I convert the frame into grayscale, then apply the Background Substraction algorithm. The result of this should be only black & white values, but due to heavy light conditions ( where present ), we also encounter median values. Therefore, I also apply a binary threshold algorithm to the result, in order to filter out these values. I then use the openCV implementation findCountours in order to find all the countours in the image. I calculate the area of all of them, and filter the low-area ones. Finally, for viewing purposes, I draw the result.



In the next blog post, I will be talking about how we will be handling communication between the camera and the other components of our device.

Tuesday, 11 November 2014

Work in progress: Vision system II

The first attempt was to use Motion Detection Algorithms. Luckily, OpenCV has available implementations which you can find here. Detection is achieved using either the Lucas-Kanade algorithm or the Farnerback algorithm.


On the left, I have attached the result of the Farnerback algorithm, which sees better results overall than LK, but has the disadvantage of being very slow, since it relies on heavy computation. One solution for speedup was to use GPU programming.

Before actually doing this, I decided to have a look at other methods.


I started focusing only on skin detection, and not motion. One of the easiest ways of detecting the skin was to define a color range and then simply look for that color range in the frames.

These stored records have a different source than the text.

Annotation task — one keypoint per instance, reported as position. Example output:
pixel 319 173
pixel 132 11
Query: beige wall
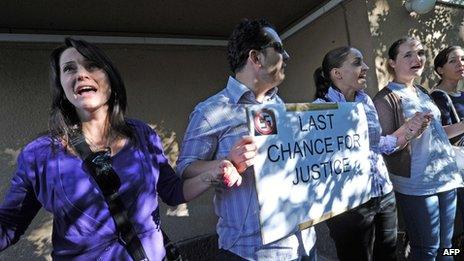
pixel 165 82
pixel 163 85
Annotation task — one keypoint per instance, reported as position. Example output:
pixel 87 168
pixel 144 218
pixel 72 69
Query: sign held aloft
pixel 312 163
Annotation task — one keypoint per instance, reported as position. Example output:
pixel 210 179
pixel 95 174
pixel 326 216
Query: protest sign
pixel 312 163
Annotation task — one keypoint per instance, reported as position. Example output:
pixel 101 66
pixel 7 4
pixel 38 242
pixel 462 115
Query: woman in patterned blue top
pixel 369 231
pixel 426 177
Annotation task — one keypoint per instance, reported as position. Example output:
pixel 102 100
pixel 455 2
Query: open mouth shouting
pixel 85 89
pixel 416 67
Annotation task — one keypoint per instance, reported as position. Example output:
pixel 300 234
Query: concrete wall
pixel 163 85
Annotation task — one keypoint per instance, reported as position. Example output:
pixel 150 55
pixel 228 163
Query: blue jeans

As you can see, this approach is heavily dependent on lighting conditions and also background. For example, if wood material is present in the scene, then that also gets detected as skin, and represents a false positive.



Tuesday, 4 November 2014

Work in progress: Vision system I

This post is going to be slightly larger than my previous ones, since I haven't posted anything for a while now. Mainly I will cover Computer Vision related aspects, since that is something I have mainly worked on.

The idea we had for the project (initially), was to track smoke rings, suing the Kinect and OpenCV. The whole point of this was to project on them, without having a static location where we project. The main advantage the Kinect offers is depth recognition.

So far, so good.

Since I am using Ubuntu Linux, I managed to install the openKinect and freenect libraries on my machine, since the official SDK is available only on Microsoft Windows.

On the left you can see the depth representation from the Kinect camera. We encountered that while trying to shoot smoke rings, they would not get recognized as altering the depth of the image. Because of this problem, we decided to drop the Kinect but also to stop trying to recognize the smoke rings.

Instead, we started looking at how to recognize hand gestures solely in OpenCV.

In the next posts I will describe the techniques we used to build a reliable system.